Biotecnología danesa Cellugy ha recaudado € 8.1mn en fondos de la UE para acelerar la producción de un material biodegradable diseñado para reemplazar los microplásticos en cosméticos.
La subvención, otorgada bajo el Software de Vida de la UE para proyectos ambientales, apoyará la comercialización de Ecoflexy, un material basado en celulosa para su uso en productos de cuidado personal como cremas, geles y pasta de dientes.
Cellugy afirma que Ecoflexy es el primer material de su tipo que coincide con el rendimiento de los carbomeros a colchoneta de fósiles, que son famosos por su capacidad de dar a los cosméticos una textura suave y consistente y una larga vida útil. Actualmente, los carbomers dominan el mercado completo de cosméticos a pesar de los enlaces a contaminación microplástica y humano sanidad enseres secundarios.
“Un material independiente que simplemente tiene como objetivo ser más sostenible no es suficiente”, dijo el Dr.
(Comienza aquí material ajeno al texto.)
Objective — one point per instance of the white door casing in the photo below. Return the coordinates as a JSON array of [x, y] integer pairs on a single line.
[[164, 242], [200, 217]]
Isabel Álvarez-Martos, CEO y cofundador de Cellugy. “El desafío crítico es entregar soluciones biológicas que en realidad superan a los petroquímicos … Las buenas intenciones no impulsarán el cambio de la industria”.
Cellugy estima que su producto podría avisar 259 toneladas de contaminación microplástica anualmente, reduciendo más de 1,200 toneladas para 2034, lo que dice que es equivalente a eliminar millones de productos de belleza contaminados del mercado cada año.
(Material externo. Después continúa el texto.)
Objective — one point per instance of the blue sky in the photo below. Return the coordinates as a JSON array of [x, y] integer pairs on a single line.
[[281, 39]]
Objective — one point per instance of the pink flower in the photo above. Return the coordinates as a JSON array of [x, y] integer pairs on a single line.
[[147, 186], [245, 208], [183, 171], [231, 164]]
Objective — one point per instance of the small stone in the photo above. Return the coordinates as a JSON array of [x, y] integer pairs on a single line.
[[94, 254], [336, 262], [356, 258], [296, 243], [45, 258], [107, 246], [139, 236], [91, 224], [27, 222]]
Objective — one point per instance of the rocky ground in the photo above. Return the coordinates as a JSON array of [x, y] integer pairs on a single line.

La financiación además apoyará la optimización de procesos y la fuerza ambiental, en asociación con la consultora danesa, la firma de huellas y la compañía de IA con sede en Berlín Sci2SC, que se desarrolla Agentes de IA para compañías de biotecnología.
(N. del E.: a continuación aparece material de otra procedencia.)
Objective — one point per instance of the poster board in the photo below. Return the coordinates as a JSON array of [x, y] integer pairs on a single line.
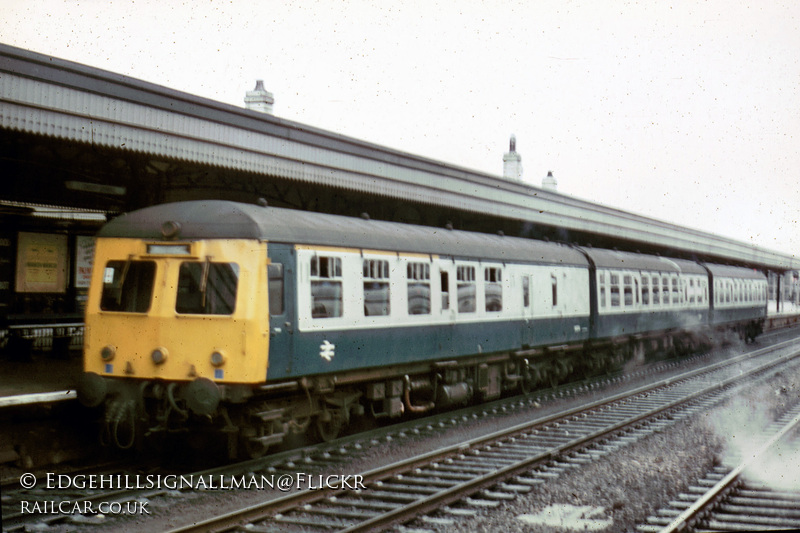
[[84, 257], [41, 263]]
“Nuestro papel es optimizar cada capa de producción para que la ecoflexia pueda competir no solo en los beneficios ambientales, sino además en las métricas de costo y rendimiento que importan para los fabricantes”, dijo Angelina Lesnikova, CEO de Sci2SCI.
Con presión regulatoria contra los microplásticos montaje En la UE, Cellugy se está posicionando para satisfacer la demanda de materiales más sostenibles en el sector de los cosméticos.
“En el interior de tres a cinco abriles, esperamos originar ingresos significativos al tiempo que ofrece un impacto ambiental medible”, dijo Álvarez-Martos.